With multiple successful, unmanned missions to Mars in the last decade, we’ve learned a lot more about the red planet. But one mystery that’s been difficult to reconcile is that Mars is too cold for water to flow as a liquid, and yet there is clear evidence of exactly that having happened at some point in the past. The answer could be volcanic activity heating up the planet’s surface, but maybe not in the way you would think.

Volcanic activity mars

Volcanic activity would have altered the atmosphere, temporarily allowing water to flow

Brown University geologist James Head and Itay Halevy of the Weizmann Institute in Tel Aviv have found evidence that as much as 30% of Mars’ was ‘resurfaced’ by lava some 3.7 billion years ago.

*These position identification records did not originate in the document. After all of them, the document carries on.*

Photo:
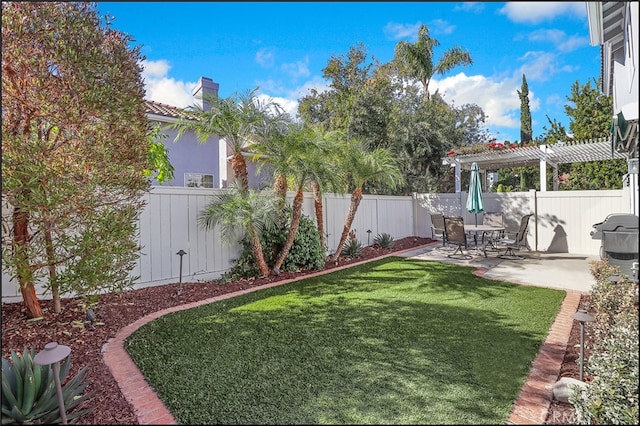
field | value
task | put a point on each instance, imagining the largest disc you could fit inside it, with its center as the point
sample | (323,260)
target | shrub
(29,395)
(352,248)
(305,254)
(612,394)
(383,240)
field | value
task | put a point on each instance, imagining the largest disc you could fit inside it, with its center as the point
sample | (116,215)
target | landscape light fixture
(181,253)
(52,355)
(582,316)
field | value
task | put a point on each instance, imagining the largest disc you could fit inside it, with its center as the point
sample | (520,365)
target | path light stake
(582,316)
(53,354)
(180,253)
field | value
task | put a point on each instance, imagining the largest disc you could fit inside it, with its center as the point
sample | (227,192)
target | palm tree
(242,120)
(415,60)
(236,211)
(305,164)
(378,166)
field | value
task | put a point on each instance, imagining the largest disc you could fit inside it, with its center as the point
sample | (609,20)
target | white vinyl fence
(562,223)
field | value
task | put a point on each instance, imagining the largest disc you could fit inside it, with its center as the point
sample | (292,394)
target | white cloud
(399,31)
(539,66)
(160,88)
(264,57)
(535,12)
(297,69)
(559,39)
(155,69)
(439,26)
(290,106)
(288,99)
(470,6)
(498,99)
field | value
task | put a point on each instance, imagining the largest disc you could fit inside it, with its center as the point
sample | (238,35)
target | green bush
(611,396)
(383,240)
(305,254)
(29,394)
(352,248)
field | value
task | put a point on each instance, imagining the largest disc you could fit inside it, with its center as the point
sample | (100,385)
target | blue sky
(282,47)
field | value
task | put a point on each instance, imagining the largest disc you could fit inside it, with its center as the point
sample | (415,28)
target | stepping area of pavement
(564,271)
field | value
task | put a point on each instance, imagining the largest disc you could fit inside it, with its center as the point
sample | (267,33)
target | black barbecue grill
(619,236)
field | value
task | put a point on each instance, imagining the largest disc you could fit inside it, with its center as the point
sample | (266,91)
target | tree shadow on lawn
(319,352)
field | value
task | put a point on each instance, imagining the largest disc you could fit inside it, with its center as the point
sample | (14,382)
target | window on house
(198,180)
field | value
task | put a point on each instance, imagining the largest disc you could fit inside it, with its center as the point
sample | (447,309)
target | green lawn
(394,341)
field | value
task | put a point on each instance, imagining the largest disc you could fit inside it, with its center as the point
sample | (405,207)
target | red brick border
(531,407)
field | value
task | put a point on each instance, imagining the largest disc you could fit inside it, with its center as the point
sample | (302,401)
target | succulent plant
(352,248)
(383,240)
(29,391)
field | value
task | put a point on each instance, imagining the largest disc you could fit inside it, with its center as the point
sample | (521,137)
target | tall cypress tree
(525,113)
(525,124)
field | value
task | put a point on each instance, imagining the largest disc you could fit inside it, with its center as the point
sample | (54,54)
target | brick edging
(531,407)
(147,406)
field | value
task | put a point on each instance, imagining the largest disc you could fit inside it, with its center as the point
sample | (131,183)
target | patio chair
(511,245)
(492,219)
(437,227)
(454,227)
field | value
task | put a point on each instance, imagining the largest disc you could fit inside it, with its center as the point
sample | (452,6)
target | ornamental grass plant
(393,341)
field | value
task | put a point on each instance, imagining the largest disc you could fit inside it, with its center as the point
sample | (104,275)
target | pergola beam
(560,153)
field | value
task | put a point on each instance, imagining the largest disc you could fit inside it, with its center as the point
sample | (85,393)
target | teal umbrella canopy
(474,199)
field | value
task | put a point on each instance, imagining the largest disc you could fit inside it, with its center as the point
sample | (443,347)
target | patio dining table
(475,229)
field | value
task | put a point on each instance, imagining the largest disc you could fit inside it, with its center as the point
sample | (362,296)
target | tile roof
(153,107)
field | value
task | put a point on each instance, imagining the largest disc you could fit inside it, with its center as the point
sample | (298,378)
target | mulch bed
(114,311)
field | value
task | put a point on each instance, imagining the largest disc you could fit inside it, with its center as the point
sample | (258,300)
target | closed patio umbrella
(474,199)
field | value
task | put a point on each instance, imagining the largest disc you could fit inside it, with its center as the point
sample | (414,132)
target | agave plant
(29,393)
(352,249)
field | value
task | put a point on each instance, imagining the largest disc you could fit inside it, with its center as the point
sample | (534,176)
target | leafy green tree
(526,134)
(416,60)
(239,211)
(306,164)
(74,157)
(339,107)
(242,120)
(591,119)
(423,134)
(364,166)
(160,164)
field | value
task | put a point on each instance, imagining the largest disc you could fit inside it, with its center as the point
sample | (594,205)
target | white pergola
(560,153)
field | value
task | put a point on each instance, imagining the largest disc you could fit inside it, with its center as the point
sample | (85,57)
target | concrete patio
(554,270)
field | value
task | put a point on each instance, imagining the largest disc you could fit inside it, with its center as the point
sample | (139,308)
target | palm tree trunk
(239,166)
(25,278)
(258,254)
(280,189)
(317,202)
(356,197)
(293,229)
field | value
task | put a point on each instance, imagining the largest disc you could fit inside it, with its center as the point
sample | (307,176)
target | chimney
(205,87)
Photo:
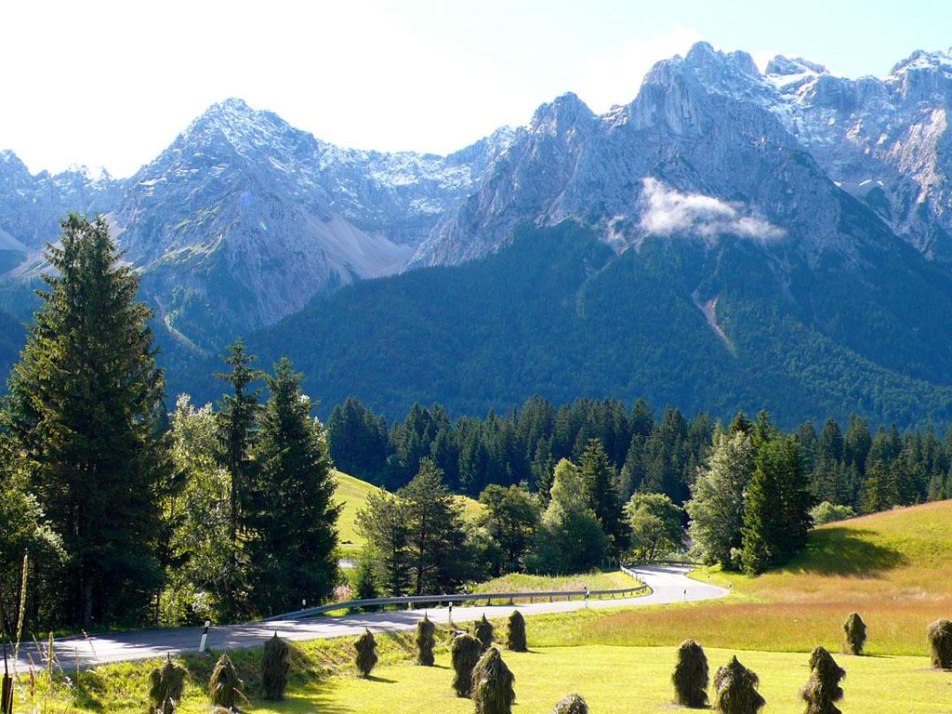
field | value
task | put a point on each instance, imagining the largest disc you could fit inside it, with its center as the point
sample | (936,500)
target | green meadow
(893,568)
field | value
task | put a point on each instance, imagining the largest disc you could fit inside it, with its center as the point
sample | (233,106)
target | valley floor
(627,679)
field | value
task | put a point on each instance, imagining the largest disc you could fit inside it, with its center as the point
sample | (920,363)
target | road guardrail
(411,600)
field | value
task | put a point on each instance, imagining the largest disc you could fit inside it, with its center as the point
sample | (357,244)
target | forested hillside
(560,315)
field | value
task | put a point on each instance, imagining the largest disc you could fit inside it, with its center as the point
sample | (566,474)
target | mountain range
(730,239)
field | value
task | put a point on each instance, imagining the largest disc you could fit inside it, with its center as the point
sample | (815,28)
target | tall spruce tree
(601,487)
(237,435)
(777,509)
(85,408)
(291,514)
(237,428)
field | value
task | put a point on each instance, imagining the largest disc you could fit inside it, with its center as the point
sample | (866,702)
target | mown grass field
(893,568)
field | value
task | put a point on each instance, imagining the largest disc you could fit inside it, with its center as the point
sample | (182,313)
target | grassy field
(353,493)
(628,679)
(893,568)
(611,678)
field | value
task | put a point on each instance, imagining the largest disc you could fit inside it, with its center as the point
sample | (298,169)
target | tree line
(115,512)
(852,467)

But it’s not the lava flows themselves that would have been responsible for melting the ice, but the changes that volcanic activity caused in the atmosphere.

“We looked at Mars’ early atmosphere being dusty, and our calculations suggest a lot of the [volcanic plume] minerals like sulfur dioxide and sulfuric acid will adhere to these dust particles, reducing their ability to reflect the Sun’s rays, delaying cooling,” said Head, ABC reports.

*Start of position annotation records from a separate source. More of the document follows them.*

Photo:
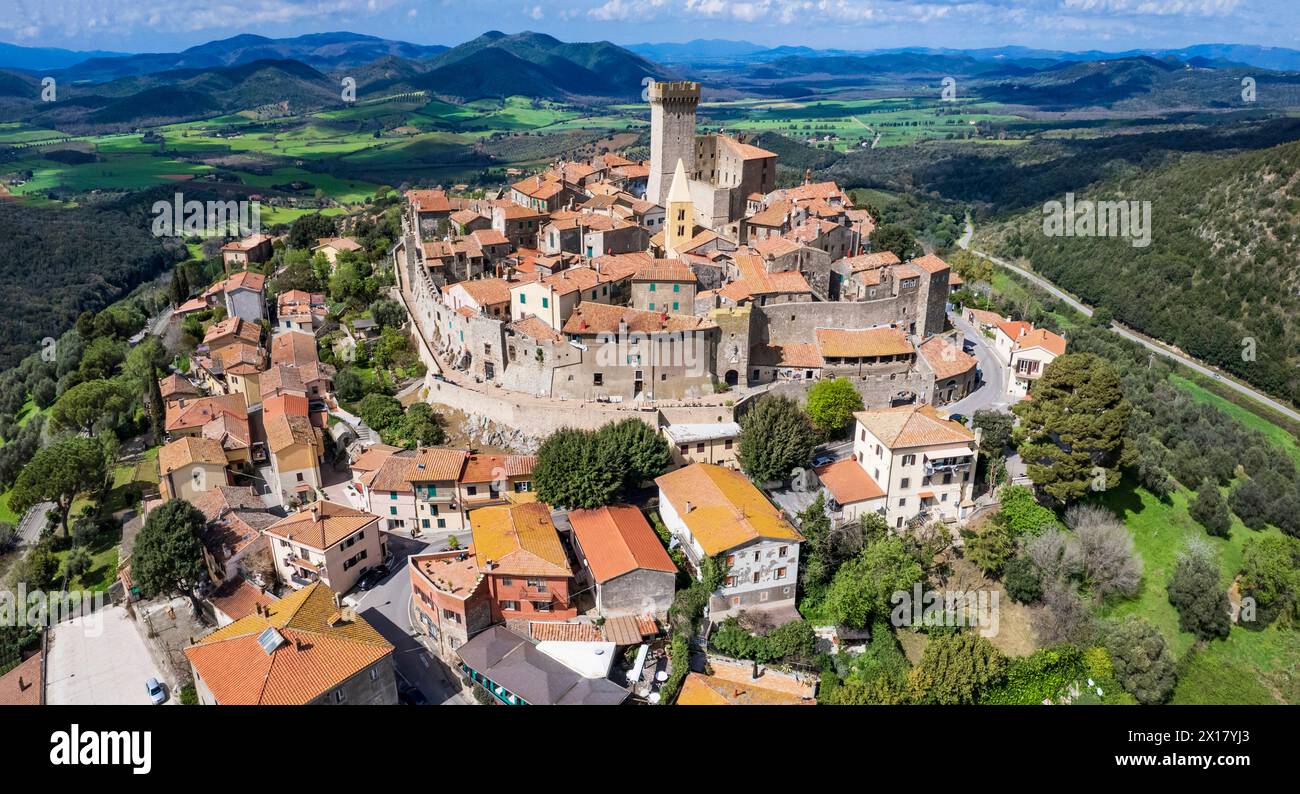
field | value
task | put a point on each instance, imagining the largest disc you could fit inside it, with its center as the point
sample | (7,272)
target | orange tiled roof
(520,539)
(590,319)
(915,425)
(726,508)
(321,524)
(841,343)
(947,359)
(616,539)
(323,647)
(848,481)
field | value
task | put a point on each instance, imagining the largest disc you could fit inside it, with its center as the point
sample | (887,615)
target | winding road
(1156,347)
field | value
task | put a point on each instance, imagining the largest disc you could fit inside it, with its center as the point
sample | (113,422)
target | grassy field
(1251,665)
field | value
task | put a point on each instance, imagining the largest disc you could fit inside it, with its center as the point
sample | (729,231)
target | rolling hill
(1218,278)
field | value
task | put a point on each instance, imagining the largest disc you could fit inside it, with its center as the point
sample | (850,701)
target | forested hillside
(1220,277)
(57,263)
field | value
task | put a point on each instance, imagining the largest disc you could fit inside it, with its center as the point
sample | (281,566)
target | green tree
(988,546)
(86,404)
(423,426)
(1209,510)
(646,451)
(996,430)
(380,411)
(1074,428)
(1195,591)
(1143,662)
(388,312)
(1023,580)
(1270,575)
(59,473)
(900,239)
(862,589)
(575,471)
(957,669)
(832,404)
(168,552)
(776,438)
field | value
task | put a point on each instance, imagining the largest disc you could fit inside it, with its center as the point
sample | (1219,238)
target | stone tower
(672,134)
(679,222)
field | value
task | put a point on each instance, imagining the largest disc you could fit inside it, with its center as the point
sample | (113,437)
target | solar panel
(269,641)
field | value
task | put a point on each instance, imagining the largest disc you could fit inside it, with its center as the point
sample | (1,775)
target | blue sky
(154,26)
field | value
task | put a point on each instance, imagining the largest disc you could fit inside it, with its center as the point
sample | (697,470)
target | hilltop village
(653,306)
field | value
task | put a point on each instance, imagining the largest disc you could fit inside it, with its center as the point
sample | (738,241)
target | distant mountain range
(304,73)
(720,51)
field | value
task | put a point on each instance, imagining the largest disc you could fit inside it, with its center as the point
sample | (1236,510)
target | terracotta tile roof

This temporary change to Mars’ atmosphere may only last a few decades or centuries before the effect dissipates, but during that time at least part of Mars would become warm enough for water to melt forming temporary rivers and lakes, explaining the surface features that have been found that point to large bodies of water in the planet’s past.

Mars may have been in full bloom in the distant past

But what’s even more interesting than reconciling what we know (or think we know) about Mars’ past, is the idea of algal blooms that would have only sprung up during these rare periods of volcanic activity.

“Microbial algae matts in Antarctica are resistant to the solar radiation and extreme cold and dry conditions,” says Head. “They sit there and just wait for the water to come, and when the water does come, they burst into bloom, so to speak. At other times they just dry up and get blown about to new locations by the wind where they wait for more water.”

He speculates that the same could be true on Mars. There could have been some extremely hardy forms of life that subsisted while Mars was cold and dry, and would flourish as water flowed. If the theory is true, hopefully one of the Mars rovers will find evidence of ancient alien life after all.